# MAC Pro vs. MAC Damascus



## babytiger (Oct 14, 2010)

I went to try out some knives today and decided on a Santoku. The two I liked best are the MAC Pro 6 1/2" Santoku w/ dimples and the MAC Damascus 7" Santoku. I like the handle on the Damascus a little better, but it's $100 more. I'm wondering if there is a big difference with the performance of the blades? Is the Damascus blade better (stronger, stay sharp longer, etc.) or just prettier?


----------



## petemccracken (Sep 18, 2008)

Hm, I'm fairly familiar with MAC knives and was NOT aware that there was a MAC Damascus 7" Santoku, in fact, I checked the U.S. A. Distributor's website, http://www.macknife.com/ , and cannot seem to find such a knife.

Perhaps you have a link?


----------



## babytiger (Oct 14, 2010)

I didn't see it on the MAC website either.
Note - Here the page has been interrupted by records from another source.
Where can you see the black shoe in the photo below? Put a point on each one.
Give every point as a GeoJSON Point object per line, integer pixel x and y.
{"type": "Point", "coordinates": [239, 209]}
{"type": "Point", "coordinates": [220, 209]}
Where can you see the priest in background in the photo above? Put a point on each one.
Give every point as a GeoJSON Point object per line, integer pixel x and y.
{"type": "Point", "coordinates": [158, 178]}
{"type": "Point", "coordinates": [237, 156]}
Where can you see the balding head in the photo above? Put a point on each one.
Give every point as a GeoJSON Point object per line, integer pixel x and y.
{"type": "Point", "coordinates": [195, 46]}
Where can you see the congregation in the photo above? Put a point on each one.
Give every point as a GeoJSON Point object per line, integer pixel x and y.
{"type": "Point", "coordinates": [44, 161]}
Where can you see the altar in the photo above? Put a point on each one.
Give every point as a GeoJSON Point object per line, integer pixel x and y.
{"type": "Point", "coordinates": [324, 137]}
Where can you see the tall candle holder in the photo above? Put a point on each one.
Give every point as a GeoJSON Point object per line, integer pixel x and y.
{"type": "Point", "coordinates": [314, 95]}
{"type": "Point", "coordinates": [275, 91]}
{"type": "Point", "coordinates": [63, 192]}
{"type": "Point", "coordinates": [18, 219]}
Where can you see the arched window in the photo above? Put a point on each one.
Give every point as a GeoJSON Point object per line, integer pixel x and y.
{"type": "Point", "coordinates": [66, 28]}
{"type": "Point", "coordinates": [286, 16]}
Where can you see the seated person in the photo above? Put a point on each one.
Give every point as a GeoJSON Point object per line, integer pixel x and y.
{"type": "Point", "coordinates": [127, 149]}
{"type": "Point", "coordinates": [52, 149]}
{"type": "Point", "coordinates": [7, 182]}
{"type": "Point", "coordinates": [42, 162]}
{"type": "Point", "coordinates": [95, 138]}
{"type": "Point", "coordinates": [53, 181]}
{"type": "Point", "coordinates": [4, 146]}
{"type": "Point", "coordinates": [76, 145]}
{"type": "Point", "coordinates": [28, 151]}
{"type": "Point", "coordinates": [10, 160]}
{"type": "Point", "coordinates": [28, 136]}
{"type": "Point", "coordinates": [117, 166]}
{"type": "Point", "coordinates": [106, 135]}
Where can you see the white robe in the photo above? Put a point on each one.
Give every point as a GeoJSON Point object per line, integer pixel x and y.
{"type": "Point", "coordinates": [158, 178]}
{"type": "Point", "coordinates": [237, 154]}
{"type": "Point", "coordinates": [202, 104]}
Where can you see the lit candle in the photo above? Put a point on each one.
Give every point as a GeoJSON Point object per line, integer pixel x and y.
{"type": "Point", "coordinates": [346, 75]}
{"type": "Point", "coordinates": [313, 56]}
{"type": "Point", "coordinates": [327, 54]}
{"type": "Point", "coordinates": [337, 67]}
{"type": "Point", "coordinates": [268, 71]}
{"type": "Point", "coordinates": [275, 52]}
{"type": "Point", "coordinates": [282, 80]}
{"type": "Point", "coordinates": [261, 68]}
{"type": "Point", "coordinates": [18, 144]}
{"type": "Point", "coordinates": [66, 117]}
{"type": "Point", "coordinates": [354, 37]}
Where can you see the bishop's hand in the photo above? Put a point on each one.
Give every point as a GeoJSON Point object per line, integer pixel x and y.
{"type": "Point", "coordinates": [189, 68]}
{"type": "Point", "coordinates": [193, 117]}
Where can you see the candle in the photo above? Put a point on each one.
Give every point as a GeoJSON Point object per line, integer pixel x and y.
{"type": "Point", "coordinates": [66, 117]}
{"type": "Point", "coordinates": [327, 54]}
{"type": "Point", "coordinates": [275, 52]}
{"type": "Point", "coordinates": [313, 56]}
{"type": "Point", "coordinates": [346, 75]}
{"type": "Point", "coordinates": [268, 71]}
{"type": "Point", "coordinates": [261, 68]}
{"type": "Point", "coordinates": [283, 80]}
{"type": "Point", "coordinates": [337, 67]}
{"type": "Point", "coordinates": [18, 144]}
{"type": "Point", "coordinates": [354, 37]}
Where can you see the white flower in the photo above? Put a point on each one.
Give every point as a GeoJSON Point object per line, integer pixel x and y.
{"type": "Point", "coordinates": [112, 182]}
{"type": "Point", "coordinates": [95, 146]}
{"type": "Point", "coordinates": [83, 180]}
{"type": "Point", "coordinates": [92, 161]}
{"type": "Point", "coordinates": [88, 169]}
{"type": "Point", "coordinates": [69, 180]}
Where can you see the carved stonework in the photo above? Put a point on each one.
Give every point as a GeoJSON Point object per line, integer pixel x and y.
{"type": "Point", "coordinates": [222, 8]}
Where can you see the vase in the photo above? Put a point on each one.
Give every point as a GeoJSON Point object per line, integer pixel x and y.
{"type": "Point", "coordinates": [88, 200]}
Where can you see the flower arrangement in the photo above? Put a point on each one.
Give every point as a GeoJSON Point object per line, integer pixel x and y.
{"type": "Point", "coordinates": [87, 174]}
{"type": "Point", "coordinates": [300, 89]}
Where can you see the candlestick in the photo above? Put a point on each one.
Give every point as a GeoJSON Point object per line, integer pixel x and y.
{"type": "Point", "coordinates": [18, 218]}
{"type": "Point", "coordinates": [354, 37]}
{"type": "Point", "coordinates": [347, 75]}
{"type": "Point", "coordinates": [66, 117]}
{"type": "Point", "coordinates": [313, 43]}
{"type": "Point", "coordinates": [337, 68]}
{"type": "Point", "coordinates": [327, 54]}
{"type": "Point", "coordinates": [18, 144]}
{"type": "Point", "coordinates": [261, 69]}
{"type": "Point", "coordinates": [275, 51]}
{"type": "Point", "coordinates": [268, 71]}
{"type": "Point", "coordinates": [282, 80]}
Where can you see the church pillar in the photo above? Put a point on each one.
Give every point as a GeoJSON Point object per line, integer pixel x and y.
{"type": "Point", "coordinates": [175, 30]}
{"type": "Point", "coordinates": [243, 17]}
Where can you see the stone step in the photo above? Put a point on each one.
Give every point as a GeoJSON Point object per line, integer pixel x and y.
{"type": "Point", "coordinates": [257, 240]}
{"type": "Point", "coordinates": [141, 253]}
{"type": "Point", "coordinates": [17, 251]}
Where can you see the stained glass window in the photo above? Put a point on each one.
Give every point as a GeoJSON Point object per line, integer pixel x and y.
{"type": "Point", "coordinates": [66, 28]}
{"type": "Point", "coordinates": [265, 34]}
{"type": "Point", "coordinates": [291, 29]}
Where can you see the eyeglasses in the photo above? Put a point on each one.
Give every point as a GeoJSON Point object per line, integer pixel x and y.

But this is the one I was referring to: http://www.spitjack.com/Merchant2/m...-7&Category_Code=KITCHEN-KNIVES&Store_Code=SJ

By the way, the guy at the shop said it's a fairly new item.


----------



## boar_d_laze (Feb 13, 2008)

"Just prettier."  The underlying alloy is the same as in the Pro.  MAC are magicians with handles, aren't they?

BDL


----------



## babytiger (Oct 14, 2010)

boar_d_laze said:


> "Just prettier." The underlying alloy is the same as in the Pro. MAC are magicians with handles, aren't they?
> 
> BDL


Good to know, thank you.

The only reservation I have with the Pro is the smaller handle. It will be fine for me but I don't know about my husband. I'll have to take him to the store and have him try it out.


----------



## rat (Mar 2, 2006)

I would not bother with the Damascus, it is for looks, the core of the knife is steel like any other knife. Mac does not specify the qualities of the steel in the layers so I am assuming they are the same and serve no true purpose. A true Damascus blade uses the differences in the layers of steel to provide strength/ hardness and flexibility so the blade does not shatter during combat, you would be hard pressed to shatter a knife during combat with a chicken breast.


----------



## babytiger (Oct 14, 2010)

So, I ended up with 2 knives. The MAC pro santoku and the Sai damascus santoku. The handle on the MAC was just a little small for my husband. The stores did not have the MAC damascus santoku, but one had the Sai. The look and feel of the Sai is almost identical to the MAC, has the same handle and very similar in weight. And, the Sai was a little cheaper.


----------